Петь дед Трохим умел очень красиво. Окромя этого одарил Господь его талантом стихи да байки складывать. Но не до них было сейчас. Слушали старики песню да за станичников, в поход на басурман[49] ушедших, думали. Неспокойно было на сердцах у славных вояк. Хотя и привычным делом было черкеса воевать, но каждый раз, провожая казаков, прощались, кубыть в последний раз виделись.
Такая уж традиция зародилась у этих вольных воинов в незапамятные времена. «Станичники казаков снаряжают, что в могилу провожают». Казачья служба полна неожиданностей и реальной опасности. Никто не знал, вернется ли казак из похода или душа его к Господу отлетит в станицы небесные.
– Сашко, – снова позвал дед Трохим казачонка, – слетай-ка, драголюбчик, до мамки, хай нас, стариков, чихирьком[50] побалует. Зажурылысь[51] мы часом.
Сашко не стал кондрычиться[52], а как кубаристый байбак[53] побежал до хаты и уже через минуту принес небольшую макитэрку[54], наполенную светло-красным молодым вином.
– Мамка вам, дидо, «на здравие!» передала, – весело крикнул Сашко и умчался вновь гонять чижа с другими казачатами.
Стариков в станице уважали.
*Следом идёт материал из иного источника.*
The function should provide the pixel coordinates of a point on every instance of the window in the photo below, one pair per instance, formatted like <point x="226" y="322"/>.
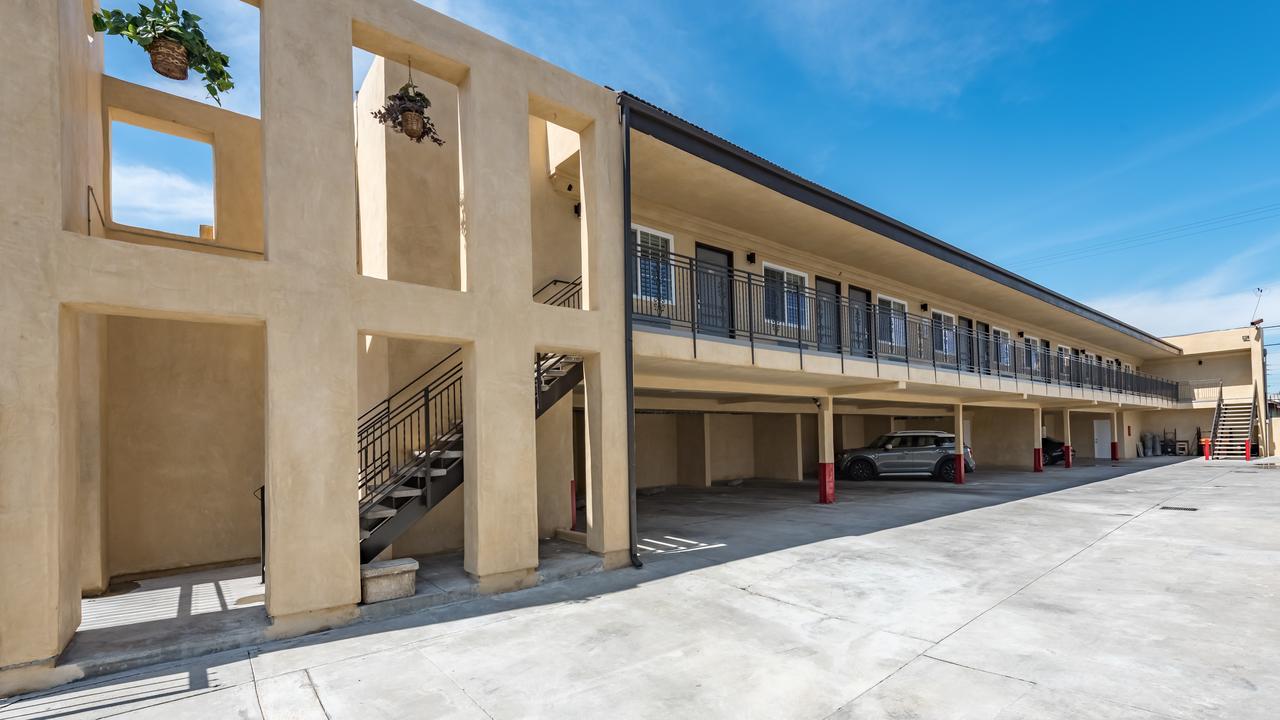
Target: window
<point x="784" y="296"/>
<point x="1031" y="354"/>
<point x="161" y="182"/>
<point x="1004" y="347"/>
<point x="945" y="335"/>
<point x="653" y="265"/>
<point x="892" y="322"/>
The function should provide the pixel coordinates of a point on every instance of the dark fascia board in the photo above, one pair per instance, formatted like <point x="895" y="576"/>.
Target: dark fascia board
<point x="680" y="133"/>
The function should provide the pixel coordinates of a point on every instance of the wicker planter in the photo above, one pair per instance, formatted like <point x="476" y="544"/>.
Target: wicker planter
<point x="168" y="58"/>
<point x="411" y="122"/>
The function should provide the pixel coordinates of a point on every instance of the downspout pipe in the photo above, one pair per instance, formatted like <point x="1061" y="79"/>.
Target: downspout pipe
<point x="629" y="291"/>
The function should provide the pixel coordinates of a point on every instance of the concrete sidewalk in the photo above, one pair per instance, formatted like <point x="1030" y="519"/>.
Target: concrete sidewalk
<point x="1148" y="595"/>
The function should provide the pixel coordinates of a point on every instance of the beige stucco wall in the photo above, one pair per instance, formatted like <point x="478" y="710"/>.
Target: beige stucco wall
<point x="408" y="191"/>
<point x="730" y="440"/>
<point x="557" y="231"/>
<point x="776" y="446"/>
<point x="184" y="437"/>
<point x="310" y="300"/>
<point x="556" y="468"/>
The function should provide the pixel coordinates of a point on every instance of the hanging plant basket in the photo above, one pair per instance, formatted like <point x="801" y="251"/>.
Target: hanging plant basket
<point x="405" y="113"/>
<point x="168" y="58"/>
<point x="412" y="124"/>
<point x="174" y="40"/>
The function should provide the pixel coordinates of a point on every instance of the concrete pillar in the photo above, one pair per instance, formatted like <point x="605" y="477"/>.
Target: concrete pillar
<point x="826" y="452"/>
<point x="602" y="249"/>
<point x="312" y="565"/>
<point x="1116" y="419"/>
<point x="39" y="561"/>
<point x="1066" y="438"/>
<point x="91" y="499"/>
<point x="607" y="493"/>
<point x="1037" y="441"/>
<point x="501" y="531"/>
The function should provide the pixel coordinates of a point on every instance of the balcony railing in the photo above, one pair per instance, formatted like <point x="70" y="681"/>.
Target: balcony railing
<point x="713" y="301"/>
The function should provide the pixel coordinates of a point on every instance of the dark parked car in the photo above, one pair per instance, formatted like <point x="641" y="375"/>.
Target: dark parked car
<point x="1052" y="451"/>
<point x="905" y="452"/>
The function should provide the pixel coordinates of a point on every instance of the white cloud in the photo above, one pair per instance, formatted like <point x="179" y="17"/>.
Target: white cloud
<point x="915" y="53"/>
<point x="158" y="199"/>
<point x="1210" y="297"/>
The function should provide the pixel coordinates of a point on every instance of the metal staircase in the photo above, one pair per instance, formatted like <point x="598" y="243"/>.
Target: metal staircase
<point x="1233" y="427"/>
<point x="411" y="443"/>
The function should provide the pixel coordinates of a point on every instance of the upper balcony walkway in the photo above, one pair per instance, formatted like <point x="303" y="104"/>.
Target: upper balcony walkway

Их просьба, совет, наказ всегда исполнялись безоговорочно. Это была вековая традиция.
Уважение к старшему прививалось в семье с ранних лет. Дети знали, кто из них в отношении кого старше. Старшинство испокон веков являлось жизненным укладом казачьей семьи и естественной необходимостью повседневного быта, что скрепляло семейные и родственные узы и помогало в формировании характера, которого требовали условия казачьей жизни.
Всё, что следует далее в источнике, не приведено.